The wharves jostle with textbook big game launches and character-perfect American charter skippers with names like Billy, Chuck, and Mack. I spent the day out fishing with "Top Shape Kona" in a launch kept in such immaculate condition, that the glare from its pure white decks had me squinting in sunglasses. The attention to detail was so precise it even had its own water-purifying unit on the jetty, to wash the boat down without leaving a single watermark.
It was from this same wharf that I embarked on what I would have to list as one of my top scuba-dives of all time - night diving with manta rays.

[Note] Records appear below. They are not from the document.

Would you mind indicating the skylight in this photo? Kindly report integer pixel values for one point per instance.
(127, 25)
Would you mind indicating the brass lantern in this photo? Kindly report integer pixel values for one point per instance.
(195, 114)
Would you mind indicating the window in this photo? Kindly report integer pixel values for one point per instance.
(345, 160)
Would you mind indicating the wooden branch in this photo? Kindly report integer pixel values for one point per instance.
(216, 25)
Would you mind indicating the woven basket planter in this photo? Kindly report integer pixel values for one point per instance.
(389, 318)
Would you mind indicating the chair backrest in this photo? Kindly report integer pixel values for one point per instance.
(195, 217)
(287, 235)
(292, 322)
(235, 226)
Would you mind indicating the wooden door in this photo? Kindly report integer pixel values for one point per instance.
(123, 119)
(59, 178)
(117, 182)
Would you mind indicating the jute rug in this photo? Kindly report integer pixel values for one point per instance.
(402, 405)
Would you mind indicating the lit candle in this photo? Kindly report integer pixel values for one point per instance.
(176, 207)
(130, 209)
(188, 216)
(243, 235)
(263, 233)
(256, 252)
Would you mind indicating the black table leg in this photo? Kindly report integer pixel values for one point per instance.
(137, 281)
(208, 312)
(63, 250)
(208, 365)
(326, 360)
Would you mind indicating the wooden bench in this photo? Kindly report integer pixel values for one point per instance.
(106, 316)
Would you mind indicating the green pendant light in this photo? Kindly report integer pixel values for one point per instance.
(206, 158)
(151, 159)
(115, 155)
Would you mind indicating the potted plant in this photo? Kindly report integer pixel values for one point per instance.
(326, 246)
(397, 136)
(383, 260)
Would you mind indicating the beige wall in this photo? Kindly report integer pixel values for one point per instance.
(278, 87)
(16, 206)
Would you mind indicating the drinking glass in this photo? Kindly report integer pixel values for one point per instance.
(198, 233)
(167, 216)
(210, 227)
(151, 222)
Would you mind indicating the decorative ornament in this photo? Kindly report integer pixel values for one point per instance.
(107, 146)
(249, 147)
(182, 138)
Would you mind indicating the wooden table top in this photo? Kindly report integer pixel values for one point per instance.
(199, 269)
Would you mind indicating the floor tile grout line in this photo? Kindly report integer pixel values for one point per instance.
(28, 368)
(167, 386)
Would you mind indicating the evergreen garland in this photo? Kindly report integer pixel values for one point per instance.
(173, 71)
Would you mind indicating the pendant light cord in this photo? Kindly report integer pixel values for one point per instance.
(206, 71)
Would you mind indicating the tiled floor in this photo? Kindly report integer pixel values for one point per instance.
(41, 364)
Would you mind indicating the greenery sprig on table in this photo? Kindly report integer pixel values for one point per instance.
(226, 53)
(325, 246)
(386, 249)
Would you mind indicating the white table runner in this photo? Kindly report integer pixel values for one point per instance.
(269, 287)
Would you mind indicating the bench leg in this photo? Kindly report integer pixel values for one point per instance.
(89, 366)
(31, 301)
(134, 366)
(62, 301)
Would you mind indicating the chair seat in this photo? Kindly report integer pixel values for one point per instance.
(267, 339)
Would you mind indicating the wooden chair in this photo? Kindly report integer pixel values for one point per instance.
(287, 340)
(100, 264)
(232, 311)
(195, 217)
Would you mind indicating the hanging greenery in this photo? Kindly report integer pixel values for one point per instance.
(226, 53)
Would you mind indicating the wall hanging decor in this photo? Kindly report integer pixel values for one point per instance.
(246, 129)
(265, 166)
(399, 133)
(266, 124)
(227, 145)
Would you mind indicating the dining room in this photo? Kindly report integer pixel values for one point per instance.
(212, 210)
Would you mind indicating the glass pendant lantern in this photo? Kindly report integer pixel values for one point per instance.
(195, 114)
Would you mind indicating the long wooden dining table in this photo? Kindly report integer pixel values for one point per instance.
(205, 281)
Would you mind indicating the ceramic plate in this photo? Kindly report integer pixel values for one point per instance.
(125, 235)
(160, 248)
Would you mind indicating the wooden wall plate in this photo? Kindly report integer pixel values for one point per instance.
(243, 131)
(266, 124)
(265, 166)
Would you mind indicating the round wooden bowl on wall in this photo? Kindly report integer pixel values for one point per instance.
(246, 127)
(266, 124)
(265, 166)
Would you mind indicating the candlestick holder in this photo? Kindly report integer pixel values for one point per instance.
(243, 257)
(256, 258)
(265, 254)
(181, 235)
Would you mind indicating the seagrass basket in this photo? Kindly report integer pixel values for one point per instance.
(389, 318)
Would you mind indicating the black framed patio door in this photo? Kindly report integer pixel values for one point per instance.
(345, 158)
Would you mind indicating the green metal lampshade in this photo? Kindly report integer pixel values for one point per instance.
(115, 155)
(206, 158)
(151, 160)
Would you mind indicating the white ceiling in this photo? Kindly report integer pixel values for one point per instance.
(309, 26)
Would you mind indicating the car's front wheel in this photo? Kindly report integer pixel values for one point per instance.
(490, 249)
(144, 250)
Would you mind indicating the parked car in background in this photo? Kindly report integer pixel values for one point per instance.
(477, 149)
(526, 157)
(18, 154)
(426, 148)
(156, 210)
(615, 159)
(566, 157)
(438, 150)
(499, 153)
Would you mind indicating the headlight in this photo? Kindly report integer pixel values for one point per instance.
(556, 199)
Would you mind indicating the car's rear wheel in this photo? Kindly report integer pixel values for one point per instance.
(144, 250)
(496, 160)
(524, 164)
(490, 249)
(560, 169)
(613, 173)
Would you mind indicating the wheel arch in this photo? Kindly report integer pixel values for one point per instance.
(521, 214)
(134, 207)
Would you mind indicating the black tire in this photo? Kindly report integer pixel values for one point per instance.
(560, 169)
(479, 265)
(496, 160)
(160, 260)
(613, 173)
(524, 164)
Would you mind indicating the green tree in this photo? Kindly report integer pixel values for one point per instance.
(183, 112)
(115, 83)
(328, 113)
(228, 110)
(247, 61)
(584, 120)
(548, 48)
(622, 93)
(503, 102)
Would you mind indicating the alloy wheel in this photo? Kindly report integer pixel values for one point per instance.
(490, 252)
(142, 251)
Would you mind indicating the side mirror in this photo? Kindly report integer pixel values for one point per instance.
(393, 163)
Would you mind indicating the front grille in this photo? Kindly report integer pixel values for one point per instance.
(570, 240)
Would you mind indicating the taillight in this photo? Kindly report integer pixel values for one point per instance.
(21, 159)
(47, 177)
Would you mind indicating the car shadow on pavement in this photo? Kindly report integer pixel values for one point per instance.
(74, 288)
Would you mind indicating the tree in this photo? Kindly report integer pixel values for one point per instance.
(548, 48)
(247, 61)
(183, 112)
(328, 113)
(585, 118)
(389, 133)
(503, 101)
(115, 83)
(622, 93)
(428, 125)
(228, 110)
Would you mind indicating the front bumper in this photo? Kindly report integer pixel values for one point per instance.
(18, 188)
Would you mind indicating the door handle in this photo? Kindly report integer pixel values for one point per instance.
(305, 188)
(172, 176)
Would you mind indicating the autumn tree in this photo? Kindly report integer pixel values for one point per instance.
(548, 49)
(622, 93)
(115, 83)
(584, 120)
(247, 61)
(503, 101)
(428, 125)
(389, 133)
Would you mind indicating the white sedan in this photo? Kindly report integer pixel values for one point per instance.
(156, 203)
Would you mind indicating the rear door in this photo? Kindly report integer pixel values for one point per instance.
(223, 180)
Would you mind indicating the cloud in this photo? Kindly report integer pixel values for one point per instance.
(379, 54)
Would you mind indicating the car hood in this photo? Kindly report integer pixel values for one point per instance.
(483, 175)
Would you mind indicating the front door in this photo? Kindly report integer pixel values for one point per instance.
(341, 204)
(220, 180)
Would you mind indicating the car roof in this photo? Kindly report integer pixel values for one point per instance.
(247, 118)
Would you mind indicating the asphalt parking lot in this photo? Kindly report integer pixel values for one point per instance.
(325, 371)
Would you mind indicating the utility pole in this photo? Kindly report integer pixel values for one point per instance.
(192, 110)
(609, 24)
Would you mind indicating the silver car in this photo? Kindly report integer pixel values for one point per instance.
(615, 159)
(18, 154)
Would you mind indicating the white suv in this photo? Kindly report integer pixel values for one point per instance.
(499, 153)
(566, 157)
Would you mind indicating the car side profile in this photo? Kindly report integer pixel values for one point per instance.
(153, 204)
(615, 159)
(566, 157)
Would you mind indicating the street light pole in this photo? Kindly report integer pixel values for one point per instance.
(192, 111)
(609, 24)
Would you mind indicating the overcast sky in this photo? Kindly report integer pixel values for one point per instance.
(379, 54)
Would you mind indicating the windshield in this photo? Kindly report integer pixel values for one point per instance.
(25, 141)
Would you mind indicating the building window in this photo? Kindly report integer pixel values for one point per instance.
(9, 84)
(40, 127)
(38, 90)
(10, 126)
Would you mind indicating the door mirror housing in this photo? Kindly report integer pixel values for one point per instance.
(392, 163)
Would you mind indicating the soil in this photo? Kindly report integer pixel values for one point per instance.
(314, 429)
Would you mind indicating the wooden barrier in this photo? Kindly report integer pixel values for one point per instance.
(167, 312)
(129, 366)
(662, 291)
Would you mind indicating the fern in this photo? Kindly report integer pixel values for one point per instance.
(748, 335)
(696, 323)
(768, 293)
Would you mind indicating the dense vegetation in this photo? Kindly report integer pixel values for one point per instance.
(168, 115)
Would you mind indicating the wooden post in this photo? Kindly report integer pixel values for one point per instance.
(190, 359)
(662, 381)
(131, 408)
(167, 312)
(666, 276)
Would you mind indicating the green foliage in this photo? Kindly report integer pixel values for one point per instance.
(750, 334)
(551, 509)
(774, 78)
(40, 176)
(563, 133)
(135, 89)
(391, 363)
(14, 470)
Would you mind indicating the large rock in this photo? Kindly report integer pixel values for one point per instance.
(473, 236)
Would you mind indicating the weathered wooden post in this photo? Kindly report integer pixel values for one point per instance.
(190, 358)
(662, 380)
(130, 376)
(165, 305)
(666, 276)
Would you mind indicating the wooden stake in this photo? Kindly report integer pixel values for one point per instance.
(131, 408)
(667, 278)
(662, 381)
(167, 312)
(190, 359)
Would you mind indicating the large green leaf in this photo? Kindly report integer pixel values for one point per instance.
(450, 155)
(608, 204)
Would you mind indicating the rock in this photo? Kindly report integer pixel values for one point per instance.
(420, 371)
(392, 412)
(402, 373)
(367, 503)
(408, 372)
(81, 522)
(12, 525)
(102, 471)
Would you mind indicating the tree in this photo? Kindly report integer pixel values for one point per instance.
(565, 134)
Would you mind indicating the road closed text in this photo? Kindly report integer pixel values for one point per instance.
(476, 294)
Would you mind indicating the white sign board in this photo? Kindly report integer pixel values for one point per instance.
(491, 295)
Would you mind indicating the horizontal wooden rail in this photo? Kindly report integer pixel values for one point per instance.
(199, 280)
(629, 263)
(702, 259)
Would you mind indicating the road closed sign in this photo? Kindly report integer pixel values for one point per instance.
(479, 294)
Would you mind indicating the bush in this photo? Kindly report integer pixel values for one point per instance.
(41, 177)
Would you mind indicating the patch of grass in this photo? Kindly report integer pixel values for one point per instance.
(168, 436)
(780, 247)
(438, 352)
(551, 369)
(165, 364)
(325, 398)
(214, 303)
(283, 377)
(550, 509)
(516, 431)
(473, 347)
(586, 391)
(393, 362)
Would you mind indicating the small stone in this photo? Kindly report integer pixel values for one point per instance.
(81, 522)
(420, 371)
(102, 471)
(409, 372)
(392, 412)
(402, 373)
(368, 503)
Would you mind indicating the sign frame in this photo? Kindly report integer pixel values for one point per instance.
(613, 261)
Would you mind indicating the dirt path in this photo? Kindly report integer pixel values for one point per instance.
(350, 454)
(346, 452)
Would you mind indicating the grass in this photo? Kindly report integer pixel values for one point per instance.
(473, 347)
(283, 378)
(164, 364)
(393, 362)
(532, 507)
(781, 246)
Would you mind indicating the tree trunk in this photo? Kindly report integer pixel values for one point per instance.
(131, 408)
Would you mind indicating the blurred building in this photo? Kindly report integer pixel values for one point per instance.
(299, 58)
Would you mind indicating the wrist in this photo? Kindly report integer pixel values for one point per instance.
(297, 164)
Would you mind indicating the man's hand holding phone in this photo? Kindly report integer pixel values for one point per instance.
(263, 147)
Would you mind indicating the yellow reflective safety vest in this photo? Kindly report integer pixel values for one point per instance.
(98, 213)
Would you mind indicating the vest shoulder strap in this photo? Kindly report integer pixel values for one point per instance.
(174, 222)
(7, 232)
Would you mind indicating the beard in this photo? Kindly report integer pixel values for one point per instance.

Just off the coast here is a population of resident mantas, drawn to the underwater lights that dive companies set up in crates on the sandy bottom, or from paddleboards shining down from above for the benefit of evening snorkellers. The lights attract all sorts of plankton that swarm in.
Then in, from out of the pitch-black perimeter, they swoop. Mobula alfredi mantas, the second-largest manta rays in the world.
To see them in daylight would be enough to get excessive bubbles free-flowing out of dive regulators, but to have them swish in from the dark is . . . well, I can only describe it as reminding me of that iconic scene from Close Encounters of the Third Kind. That point where contact is being established with aliens through musical notes and flashing lights.
On the bottom the bright underwater LEDS sparkle up, their beams swarming with microscopic life creating an illusory halo effect; that is then suddenly disrupted by a creature that seems to defy any of Darwin's wildest daydreams.
At up to five metres across with huge cylindrical mouths sieving out the lit-up clouds of protein, you'd expect them to be clumsy and slow to turn. Yet these colossal creatures have the grace and spatial awareness of your cat at dusk when its eyes go black.
At one stage I was forced to lie flat on the bottom as the mantas breezed maybe 10cm above me. On my first dive with just three, it was easily manageable. However on the second, with an incredible 12 of them cartwheeling and pivoting in overhead, completely blocking everything else from view, it became one of those moments you can spend a lifetime chasing, or in Kiwi speak, "It was buzzy as, bro".